I am so thankful that I did that online search last week to look for bloggers who were also on this journey. I am so glad that I decided to start this blog myself in attempt to keep myself accountable, because this and the sweet words of encouragement and check-ins from people who have never even met me is what kept me going during a weekend of hell at home.
I don’t know what’s going on with my boyfriend, I honestly don’t understand his reaction to this (me quitting drinking) at all. We’ve been together for over 2 years and I have never seen this side of him. We’re both divorced (I was married for 15 yrs, he was married for 20). I didn’t really start drinking until after my marriage ended 9 years ago, but he has always been a drinker – heavier when he was younger. I haven’t made this about him at all, and I haven’t said anything to him about wanting him to quit drinking.
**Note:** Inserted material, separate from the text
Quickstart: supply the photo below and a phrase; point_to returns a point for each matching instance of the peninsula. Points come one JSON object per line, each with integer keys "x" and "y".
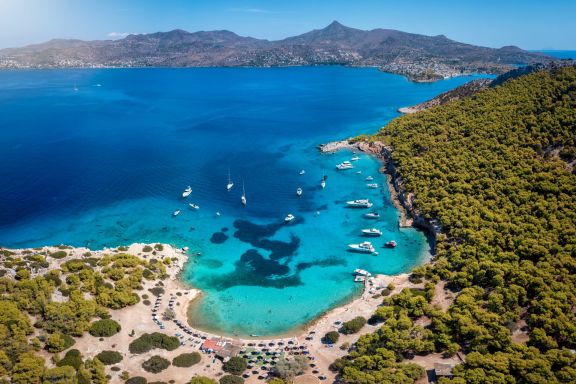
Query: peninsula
{"x": 419, "y": 57}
He cut back on drinking a few months ago and made plenty of comments about my drinking “Oh, into the wine already?” when I’d pour myself a glass after I got home while I was making dinner, “maybe you’d lose weight if you weren’t drinking a bucket of wine a night”. Glares or rolling eyes when I brought a bottle home (so I just started sneaking in boxes and refilling the two wine bottles when he wasn’t in the room).
I guess I should thank him – it wasn’t until I started hiding the wine, trying to hide the drinking, drinking before I got home so that I’d have a buzz and not have to drink as much at home in front of him to get the effect I wanted, hiding a box of wine in the basement near the treadmill so that I could fill up my water bottle with wine and run on the treadmill every night so that I could drink without getting the stink-eye from him, getting up after he fell asleep so that I could sneak in a few more glasses of wine to help me sleep… that I really had to face the fact that I had a problem.
Sooo…. why is he being such a dick about me quitting? Why is he all of a sudden drinking more than I have seen him drink in ages? Yesterday he was going to go and pick up a case of beer to drop off at his friends house as a thank you for watching our place while we were gone the other week. That turned into him packing a 6-pack for himself, going over there at 3pm, asking me to have dinner ready at 6:30 and then not getting home til 7:30, pissed drunk. No, I didn’t wait to eat, I ate at 6:30, and no, I didn’t confront him or say anything to him as I was heading out to drop by my son’s house for a quick visit when he got home. I’m not even mad about it, I’m just sad about it, and confused.